An LLM-Guided Query-Aware Inference System for GNN Models on Large Knowledge Graphs
Pith reviewed 2026-05-15 16:11 UTC · model grok-4.3
The pith
KG-WISE decomposes GNN models into loadable pieces and uses LLM query templates to run inference only on relevant subgraphs of large knowledge graphs.
A machine-rendered reading of the paper's core claim, the machinery that carries it, and where it could break.
Core claim
KG-WISE decomposes trained GNN models into fine-grained components that can be partially loaded based on the structure of the queried subgraph. It employs large language models to generate reusable query templates that extract semantically relevant subgraphs for each task, enabling query-aware and compact model instantiation. Evaluation on six large KGs with up to 42 million nodes and 166 million edges shows up to 28x faster inference and 98% lower memory usage than state-of-the-art systems while maintaining or improving accuracy across both commercial and open-weight LLMs.
What carries the argument
LLM-generated reusable query templates that identify and extract semantically relevant subgraphs together with the matching fine-grained GNN model components for partial loading and inference.
If this is right
- Only the model components tied to the extracted subgraph need to be loaded, so memory scales with query size rather than full graph size.
- The same trained GNN can support many different query types by swapping in different LLM templates without retraining or reloading the base model.
- Inference time drops because both the graph neighborhood and the corresponding parameters are limited to what the template selects.
- Accuracy remains stable or improves because irrelevant nodes and parameters are excluded and cannot introduce noise into the computation.
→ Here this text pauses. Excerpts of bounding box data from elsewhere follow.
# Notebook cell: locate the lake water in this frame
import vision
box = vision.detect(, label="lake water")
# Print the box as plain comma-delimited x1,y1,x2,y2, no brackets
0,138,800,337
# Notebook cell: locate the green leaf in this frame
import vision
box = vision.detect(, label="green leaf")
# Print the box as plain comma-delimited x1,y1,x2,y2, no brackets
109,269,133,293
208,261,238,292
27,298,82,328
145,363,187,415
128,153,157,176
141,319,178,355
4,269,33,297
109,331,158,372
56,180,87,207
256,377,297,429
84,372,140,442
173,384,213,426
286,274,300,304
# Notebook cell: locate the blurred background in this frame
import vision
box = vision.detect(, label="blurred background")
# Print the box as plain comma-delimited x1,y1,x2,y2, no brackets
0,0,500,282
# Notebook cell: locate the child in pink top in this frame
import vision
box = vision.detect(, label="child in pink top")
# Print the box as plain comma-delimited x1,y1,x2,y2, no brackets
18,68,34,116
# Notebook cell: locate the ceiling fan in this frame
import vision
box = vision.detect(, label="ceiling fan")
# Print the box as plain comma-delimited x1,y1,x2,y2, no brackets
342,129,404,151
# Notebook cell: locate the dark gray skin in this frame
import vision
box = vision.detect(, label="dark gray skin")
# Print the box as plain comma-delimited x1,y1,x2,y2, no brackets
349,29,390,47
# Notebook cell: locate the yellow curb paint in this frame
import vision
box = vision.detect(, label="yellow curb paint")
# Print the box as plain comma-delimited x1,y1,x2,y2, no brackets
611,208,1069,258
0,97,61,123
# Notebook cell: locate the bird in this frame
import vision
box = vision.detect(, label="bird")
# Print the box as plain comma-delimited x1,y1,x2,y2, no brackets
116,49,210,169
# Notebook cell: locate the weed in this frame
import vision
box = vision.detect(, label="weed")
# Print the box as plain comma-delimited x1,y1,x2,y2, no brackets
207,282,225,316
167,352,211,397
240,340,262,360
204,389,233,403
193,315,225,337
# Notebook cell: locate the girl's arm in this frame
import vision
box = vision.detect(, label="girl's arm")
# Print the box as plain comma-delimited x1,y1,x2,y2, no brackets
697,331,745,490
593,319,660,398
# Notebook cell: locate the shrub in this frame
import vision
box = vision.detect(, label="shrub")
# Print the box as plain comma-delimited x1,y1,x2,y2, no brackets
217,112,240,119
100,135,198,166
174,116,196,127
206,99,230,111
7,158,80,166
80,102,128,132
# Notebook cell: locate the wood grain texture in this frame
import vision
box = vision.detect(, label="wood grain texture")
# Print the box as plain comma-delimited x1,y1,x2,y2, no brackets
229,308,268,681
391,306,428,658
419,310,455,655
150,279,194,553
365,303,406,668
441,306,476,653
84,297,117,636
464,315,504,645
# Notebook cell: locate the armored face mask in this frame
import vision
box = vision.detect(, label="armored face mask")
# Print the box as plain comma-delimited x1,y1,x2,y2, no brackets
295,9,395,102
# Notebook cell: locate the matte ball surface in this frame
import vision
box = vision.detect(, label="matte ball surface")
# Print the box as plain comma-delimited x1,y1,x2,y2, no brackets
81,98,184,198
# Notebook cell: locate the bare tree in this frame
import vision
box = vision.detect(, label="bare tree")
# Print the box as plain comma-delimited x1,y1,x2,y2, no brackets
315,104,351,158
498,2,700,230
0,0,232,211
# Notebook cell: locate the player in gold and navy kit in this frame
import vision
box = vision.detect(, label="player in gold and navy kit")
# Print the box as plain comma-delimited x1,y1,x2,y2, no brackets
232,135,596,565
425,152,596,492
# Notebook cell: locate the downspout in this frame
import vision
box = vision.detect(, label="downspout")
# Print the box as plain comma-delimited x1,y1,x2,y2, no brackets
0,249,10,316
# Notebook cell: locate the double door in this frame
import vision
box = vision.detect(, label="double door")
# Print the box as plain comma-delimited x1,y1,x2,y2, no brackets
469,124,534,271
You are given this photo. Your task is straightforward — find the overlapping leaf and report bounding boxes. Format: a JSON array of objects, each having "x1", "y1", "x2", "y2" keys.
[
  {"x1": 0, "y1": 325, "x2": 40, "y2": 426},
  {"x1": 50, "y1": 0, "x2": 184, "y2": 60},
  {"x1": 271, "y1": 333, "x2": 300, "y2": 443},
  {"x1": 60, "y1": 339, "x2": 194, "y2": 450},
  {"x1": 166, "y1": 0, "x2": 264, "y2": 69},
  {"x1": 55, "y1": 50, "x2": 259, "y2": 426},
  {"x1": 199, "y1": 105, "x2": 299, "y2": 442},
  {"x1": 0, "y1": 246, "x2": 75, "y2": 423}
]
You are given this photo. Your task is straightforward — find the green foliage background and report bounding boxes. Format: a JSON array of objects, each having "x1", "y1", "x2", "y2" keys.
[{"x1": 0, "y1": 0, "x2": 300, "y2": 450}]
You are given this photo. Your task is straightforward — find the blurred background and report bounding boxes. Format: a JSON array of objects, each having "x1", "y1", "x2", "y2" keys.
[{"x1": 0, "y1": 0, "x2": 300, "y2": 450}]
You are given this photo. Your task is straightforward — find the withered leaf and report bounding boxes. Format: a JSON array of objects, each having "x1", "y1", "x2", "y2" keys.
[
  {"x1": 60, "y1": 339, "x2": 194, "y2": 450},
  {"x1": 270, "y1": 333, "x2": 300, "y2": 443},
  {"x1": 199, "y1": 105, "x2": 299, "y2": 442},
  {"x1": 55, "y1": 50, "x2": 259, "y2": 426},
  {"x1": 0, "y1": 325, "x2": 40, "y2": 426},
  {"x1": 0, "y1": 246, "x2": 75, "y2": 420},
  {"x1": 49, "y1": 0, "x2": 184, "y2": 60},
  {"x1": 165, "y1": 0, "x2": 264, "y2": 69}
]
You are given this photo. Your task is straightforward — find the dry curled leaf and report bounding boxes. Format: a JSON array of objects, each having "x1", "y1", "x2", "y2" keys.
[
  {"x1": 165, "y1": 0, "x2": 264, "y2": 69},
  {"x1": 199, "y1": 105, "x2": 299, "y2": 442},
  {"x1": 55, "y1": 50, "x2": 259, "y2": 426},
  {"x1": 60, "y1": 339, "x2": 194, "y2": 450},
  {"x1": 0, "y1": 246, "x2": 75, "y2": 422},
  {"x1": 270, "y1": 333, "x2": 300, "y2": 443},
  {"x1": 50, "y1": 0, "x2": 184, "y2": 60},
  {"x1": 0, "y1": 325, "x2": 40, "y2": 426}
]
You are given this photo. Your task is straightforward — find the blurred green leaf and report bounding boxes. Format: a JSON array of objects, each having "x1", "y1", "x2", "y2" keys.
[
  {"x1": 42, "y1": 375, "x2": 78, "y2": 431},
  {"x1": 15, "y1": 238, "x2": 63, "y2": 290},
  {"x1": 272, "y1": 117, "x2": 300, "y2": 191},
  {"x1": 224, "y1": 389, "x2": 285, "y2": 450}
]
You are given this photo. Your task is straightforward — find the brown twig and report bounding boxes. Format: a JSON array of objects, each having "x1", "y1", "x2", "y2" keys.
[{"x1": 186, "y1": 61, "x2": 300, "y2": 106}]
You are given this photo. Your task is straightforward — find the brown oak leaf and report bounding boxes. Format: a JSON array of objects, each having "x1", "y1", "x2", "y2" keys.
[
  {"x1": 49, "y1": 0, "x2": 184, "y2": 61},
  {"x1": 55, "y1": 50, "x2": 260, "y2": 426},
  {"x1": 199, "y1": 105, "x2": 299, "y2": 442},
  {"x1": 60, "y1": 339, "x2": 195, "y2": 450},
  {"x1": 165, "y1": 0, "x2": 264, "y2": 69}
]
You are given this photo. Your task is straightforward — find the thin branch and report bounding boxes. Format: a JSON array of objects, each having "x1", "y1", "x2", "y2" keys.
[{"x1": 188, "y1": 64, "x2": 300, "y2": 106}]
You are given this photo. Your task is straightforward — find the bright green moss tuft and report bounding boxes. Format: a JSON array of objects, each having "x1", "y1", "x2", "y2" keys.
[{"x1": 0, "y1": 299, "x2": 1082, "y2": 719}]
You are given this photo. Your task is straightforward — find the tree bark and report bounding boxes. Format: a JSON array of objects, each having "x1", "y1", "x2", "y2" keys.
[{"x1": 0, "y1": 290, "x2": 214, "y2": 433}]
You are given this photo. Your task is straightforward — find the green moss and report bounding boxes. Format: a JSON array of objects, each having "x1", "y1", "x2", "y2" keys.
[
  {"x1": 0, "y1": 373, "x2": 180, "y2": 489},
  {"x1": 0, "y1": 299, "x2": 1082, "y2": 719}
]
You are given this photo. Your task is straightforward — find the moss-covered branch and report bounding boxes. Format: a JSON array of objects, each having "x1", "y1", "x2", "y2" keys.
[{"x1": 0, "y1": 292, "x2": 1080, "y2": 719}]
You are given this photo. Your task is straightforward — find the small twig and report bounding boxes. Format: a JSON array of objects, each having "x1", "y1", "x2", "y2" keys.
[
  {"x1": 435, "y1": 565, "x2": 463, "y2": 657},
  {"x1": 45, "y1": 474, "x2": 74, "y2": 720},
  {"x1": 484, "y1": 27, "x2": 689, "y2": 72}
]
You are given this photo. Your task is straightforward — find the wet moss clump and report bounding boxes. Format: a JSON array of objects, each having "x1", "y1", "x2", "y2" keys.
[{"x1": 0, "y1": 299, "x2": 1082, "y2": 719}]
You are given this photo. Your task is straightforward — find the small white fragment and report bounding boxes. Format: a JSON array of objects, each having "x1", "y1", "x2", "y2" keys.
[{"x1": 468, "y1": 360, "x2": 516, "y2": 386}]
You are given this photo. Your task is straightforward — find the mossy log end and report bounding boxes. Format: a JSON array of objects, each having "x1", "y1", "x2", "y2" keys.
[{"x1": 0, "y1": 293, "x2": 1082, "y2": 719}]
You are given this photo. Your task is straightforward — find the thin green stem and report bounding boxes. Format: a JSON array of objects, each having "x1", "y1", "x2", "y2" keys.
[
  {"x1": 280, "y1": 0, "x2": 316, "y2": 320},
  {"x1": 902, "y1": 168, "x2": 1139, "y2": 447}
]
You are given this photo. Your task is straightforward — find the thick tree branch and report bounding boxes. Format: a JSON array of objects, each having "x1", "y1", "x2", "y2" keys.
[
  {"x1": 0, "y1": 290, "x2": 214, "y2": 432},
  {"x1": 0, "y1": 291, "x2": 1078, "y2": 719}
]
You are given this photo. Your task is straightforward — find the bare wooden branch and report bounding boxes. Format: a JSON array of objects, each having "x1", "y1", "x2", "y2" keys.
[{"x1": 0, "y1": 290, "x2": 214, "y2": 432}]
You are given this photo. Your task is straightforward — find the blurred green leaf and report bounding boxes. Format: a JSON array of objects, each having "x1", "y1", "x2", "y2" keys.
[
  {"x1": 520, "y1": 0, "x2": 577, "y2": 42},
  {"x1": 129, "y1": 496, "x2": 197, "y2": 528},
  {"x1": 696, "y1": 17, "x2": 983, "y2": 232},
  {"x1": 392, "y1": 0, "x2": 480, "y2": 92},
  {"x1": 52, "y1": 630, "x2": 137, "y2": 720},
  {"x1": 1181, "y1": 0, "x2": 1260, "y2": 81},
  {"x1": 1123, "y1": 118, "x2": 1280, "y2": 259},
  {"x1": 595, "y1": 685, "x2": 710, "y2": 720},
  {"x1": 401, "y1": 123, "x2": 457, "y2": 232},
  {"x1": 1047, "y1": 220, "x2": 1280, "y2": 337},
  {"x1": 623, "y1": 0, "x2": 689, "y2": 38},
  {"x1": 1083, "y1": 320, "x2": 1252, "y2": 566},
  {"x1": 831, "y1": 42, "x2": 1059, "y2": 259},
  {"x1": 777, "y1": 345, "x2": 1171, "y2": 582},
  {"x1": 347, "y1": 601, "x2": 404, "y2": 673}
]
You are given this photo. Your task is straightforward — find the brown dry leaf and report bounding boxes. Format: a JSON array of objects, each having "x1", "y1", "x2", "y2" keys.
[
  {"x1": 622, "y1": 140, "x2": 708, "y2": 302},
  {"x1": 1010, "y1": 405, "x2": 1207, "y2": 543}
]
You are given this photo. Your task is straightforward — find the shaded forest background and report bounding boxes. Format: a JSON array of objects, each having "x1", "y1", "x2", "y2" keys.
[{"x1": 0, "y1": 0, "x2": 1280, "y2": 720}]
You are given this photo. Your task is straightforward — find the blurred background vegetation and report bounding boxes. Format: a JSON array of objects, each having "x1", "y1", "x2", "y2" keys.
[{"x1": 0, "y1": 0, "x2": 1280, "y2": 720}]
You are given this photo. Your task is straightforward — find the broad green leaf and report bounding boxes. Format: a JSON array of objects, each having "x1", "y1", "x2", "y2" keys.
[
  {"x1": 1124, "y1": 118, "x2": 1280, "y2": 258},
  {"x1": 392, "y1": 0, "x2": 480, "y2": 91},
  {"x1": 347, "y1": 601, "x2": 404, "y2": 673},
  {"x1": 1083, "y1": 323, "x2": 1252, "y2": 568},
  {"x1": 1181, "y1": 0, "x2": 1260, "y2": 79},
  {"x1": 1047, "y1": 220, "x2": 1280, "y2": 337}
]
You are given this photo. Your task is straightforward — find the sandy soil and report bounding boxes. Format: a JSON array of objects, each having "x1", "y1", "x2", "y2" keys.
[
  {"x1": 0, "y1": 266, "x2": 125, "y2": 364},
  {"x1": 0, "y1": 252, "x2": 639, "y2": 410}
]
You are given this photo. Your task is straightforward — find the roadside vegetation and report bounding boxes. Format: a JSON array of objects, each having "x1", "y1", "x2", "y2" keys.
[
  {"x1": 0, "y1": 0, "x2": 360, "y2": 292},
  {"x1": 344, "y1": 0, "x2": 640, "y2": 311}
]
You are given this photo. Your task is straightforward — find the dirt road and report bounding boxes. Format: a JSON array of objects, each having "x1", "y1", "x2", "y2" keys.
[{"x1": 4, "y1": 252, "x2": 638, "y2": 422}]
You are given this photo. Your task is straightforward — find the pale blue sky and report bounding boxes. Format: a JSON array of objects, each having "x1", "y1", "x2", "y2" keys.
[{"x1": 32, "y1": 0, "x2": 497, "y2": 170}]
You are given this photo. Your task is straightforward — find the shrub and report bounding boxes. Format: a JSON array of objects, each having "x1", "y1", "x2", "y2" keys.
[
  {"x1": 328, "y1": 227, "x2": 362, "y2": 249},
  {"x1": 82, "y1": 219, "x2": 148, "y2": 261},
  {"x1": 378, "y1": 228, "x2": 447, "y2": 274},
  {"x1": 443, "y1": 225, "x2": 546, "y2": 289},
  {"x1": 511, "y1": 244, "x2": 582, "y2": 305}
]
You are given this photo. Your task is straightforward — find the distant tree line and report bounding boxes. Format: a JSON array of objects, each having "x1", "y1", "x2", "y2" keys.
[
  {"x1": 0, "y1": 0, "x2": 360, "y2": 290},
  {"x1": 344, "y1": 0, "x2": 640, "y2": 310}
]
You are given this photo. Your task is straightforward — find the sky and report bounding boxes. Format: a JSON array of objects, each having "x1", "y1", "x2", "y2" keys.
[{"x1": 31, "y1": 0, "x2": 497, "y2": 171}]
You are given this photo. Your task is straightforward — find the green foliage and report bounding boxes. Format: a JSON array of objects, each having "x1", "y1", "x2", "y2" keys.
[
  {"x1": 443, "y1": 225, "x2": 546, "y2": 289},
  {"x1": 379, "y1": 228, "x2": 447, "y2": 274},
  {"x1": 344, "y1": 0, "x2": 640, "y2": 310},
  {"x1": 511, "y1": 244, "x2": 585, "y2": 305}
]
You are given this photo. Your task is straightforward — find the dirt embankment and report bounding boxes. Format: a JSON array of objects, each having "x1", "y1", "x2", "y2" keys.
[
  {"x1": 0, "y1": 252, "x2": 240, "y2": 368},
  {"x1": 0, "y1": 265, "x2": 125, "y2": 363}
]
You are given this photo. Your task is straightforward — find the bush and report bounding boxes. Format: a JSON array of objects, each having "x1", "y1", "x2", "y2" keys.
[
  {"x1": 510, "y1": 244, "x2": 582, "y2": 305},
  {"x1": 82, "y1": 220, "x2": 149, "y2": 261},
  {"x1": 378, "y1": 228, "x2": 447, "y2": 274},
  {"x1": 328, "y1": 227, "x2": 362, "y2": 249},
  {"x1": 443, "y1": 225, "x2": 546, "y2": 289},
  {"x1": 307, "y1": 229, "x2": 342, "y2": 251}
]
- The method works with both commercial and open-weight LLMs for template generation, so organizations can choose the LLM that fits their cost and privacy constraints.
Where Pith is reading between the lines
- The same decomposition idea could be applied to other message-passing models if their parameters can be partitioned along the same subgraph boundaries.
- Lower memory use might allow GNN inference to run on devices with limited RAM that currently cannot load full models for large graphs.
- Errors in template generation could be detected and corrected by comparing partial-inference results against a small set of full-model checks on sampled queries.
- Over time, the set of reusable templates might be refined automatically by logging which subgraphs produced high-confidence predictions.
Load-bearing premise
The LLM will generate query templates that reliably capture every semantically relevant subgraph and model component without missing anything that would change the inference result.
What would settle it
Run the same set of queries with full-model inference and with KG-WISE on one of the evaluated graphs; if accuracy drops by more than a few percent on queries where the template omits even one high-degree neighbor, the claim does not hold.
Figures
read the original abstract
Efficient inference for graph neural networks (GNNs) on large knowledge graphs (KGs) is essential for many real-world applications. GNN inference queries are computationally expensive and vary in complexity, as each involves a different number of target nodes linked to subgraphs of diverse densities and structures. Existing acceleration methods, such as pruning, quantization, and knowledge distillation, instantiate smaller models but do not adapt them to the structure or semantics of individual queries. They also store models as monolithic files that must be fully loaded, and miss the opportunity to retrieve only the neighboring nodes and corresponding model components that are semantically relevant to the target nodes. These limitations lead to excessive data loading and redundant computation on large KGs. This paper presents KG-WISE, a task-driven inference paradigm for large KGs. KG-WISE decomposes trained GNN models into fine-grained components that can be partially loaded based on the structure of the queried subgraph. It employs large language models (LLMs) to generate reusable query templates that extract semantically relevant subgraphs for each task, enabling query-aware and compact model instantiation. We evaluate KG-WISE on six large KGs with up to 42 million nodes and 166 million edges. KG-WISE achieves up to 28x faster inference and 98% lower memory usage than state-of-the-art systems while maintaining or improving accuracy across both commercial and open-weight LLMs.
Editorial analysis
A structured set of objections, weighed in public.
Referee Report
Summary. The manuscript introduces KG-WISE, an LLM-guided query-aware inference system for GNNs on large KGs. It decomposes GNN models into components that can be partially loaded based on LLM-generated query templates extracting semantically relevant subgraphs. Evaluations on six large KGs (up to 42M nodes, 166M edges) claim up to 28x faster inference, 98% lower memory usage, and maintained or improved accuracy compared to SOTA systems.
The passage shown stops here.